Memperhatikan beberapa temuan pokok dari penelitian di atas, terlihat bahwa kondisi kemiskinan pada hakekatnya bersifat spesifik lokasi, sehingga saran penanggulangannya juga bersifat spesifik lokasi. Selain itu, dari pemetaan yang dilakukan belum sepenuhnya dapat menganalisis akar penyebab kemiskinan di suatu wilayah atau pada tataran rumah tangga. Demikian juga berbagai program atau kegiatan yang dilakukan, belum sepenuhnya dapat memperbaiki keadaan rumah tangga miskin, malahan dalam beberapa kasus makin memperbesar ketergantungan terhadap bantuan pemerintah.

Ke depan penelitian kemiskinan tidak dapat dilakukan sebagai suatu kegiatan yang terpisah dari upaya pengembangan wilayah. Karena kemiskinan yang terjadi bukan disebabkan oleh satu penyebab, tetapi merupakan satu rangkaian penyebab yang saling mengait. Kemiskinan di wilayah perdesaan dengan basis kegiatan pertanian misalnya, umumnya disebabkan karena sempitnya penguasaan lahan, atau malahan tidak mempunyai lahan sama sekali.  Selain itu kemiskinan  juga disebabkan produktivitas usahatani yang masih rendah dan petani belum mendapatkan harga jual yang layak untuk produk yang dihasilkannya. Persoalan lainnya terkait dengan minimnya infrastruktur dasar seperti jalan dan prasarana pertanian, di beberapa tempat malahan terisolir melalui hubungan darat, akibatnya petani menghadapi ekonomi biaya tinggi. Terbatasnya akses terhadap teknologi serta berbagai persoalan budaya, juga menyebabkan  kegiatan pertanian di wilayah perdesaan dalam banyak kasus identik dengan kemiskinan.

Pemecahan masalah kemiskinan di wilayah perdesaan yang berbasis kegiatan pertanian memerlukan pengembangan pusat ekonomi terpadu berbasis inovasi melalui pendekatan komoditas, pewilayahan (cluster), atau agro ekosistem.
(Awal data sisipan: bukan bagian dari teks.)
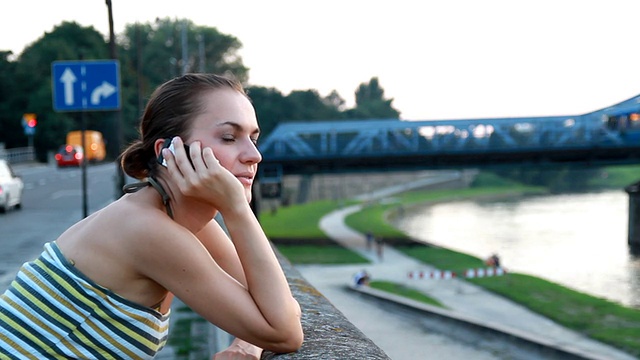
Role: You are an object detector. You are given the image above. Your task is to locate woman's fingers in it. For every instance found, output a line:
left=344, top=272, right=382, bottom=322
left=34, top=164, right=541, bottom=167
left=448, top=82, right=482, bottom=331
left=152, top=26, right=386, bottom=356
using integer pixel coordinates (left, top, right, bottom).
left=170, top=137, right=193, bottom=174
left=202, top=146, right=220, bottom=168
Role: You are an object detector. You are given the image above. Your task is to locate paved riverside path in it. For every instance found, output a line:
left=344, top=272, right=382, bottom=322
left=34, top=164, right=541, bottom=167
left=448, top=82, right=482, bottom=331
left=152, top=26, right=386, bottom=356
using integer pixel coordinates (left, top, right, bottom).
left=295, top=204, right=637, bottom=360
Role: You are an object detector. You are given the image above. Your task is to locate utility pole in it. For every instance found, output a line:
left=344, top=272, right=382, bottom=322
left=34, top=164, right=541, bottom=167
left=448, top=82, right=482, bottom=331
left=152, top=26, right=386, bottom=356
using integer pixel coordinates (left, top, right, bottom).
left=197, top=34, right=205, bottom=72
left=181, top=21, right=188, bottom=75
left=105, top=0, right=125, bottom=197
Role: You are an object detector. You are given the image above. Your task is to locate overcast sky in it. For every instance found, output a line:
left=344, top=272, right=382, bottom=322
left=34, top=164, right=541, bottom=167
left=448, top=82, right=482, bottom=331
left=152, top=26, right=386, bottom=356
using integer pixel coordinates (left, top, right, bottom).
left=3, top=0, right=640, bottom=121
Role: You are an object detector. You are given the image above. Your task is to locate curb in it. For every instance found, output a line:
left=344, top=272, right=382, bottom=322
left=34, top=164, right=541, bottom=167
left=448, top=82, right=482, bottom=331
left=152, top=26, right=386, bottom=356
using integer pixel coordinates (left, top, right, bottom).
left=348, top=284, right=615, bottom=360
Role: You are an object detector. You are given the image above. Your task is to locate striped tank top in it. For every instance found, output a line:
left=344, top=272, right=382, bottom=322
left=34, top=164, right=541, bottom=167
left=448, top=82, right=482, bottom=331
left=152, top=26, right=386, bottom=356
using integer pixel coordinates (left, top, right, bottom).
left=0, top=242, right=170, bottom=359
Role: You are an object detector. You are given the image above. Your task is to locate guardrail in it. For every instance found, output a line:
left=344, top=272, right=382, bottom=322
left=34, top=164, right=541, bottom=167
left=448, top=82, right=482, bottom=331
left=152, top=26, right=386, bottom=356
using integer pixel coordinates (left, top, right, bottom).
left=0, top=145, right=35, bottom=164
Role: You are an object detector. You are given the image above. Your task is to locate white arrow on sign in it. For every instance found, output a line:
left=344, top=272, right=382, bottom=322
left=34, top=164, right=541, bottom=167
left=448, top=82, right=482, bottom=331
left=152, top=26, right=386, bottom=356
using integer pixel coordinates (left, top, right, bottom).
left=59, top=68, right=77, bottom=105
left=90, top=81, right=117, bottom=105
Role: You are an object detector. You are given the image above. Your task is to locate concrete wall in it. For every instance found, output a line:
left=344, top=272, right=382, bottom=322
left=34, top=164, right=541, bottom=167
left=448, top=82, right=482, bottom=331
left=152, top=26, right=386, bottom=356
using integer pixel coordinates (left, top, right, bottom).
left=189, top=249, right=391, bottom=359
left=262, top=250, right=390, bottom=359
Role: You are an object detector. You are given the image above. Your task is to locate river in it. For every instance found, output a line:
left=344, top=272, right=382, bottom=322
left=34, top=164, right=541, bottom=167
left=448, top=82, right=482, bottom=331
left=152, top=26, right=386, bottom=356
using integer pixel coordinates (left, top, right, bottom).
left=392, top=189, right=640, bottom=309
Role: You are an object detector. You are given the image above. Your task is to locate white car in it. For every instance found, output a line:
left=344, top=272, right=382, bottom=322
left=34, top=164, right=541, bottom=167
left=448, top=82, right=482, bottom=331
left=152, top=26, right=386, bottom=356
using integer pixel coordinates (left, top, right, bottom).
left=0, top=159, right=24, bottom=213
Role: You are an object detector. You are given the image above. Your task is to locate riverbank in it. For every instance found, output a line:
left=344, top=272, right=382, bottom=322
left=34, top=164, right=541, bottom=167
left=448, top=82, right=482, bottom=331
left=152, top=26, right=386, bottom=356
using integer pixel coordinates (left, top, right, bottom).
left=296, top=204, right=637, bottom=359
left=266, top=172, right=640, bottom=357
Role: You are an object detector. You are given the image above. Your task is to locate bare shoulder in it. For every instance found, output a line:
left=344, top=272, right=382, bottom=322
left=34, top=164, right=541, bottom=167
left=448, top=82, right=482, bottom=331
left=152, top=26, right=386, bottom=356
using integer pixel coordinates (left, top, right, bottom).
left=118, top=206, right=211, bottom=279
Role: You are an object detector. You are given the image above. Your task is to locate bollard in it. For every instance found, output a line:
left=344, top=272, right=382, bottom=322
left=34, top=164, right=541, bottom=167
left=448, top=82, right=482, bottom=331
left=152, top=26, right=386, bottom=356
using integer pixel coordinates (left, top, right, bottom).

Selain itu dalam pendekatan pembangunannya menempatkan wilayah setingkat kecamatan atau kabupaten sebagai ujung tombak, dengan dukungan penuh secara terintegrasi antar Kementerian dan lembaga terkait. Ketersediaan teknologi atau inovasi dijadikan modal dasar dalam memecahkan kebuntuan yang ada, dengan dukungan pendanaan antarsektor dan subsektor secara terpadu, serta dukungan anggaran pemerintah daerah (APBD) yang signifikan dan berkesinambungan. Selain itu, pelaksanaan kegiatan disusun secara terencana dalam berbagai tahapan serta time frame yang jelas dan tuntas. Setiap tahapan kegiatan diharapkan dapat mengidentifikasi adanya peningkatan nilai tambah. Pelaksanaan kegiatan diawali dengan penelitian yang komprehensif oleh peneliti dari beragam bidang keahlian dan dilanjutkan dengan pilot project pada skala terbatas. Pada tahap lanjutan replikasi dilakukan melalui pendampingan yang intensif dengan melibatkan partisipasi pemangku kepentingan dan masyarakat sejak dini.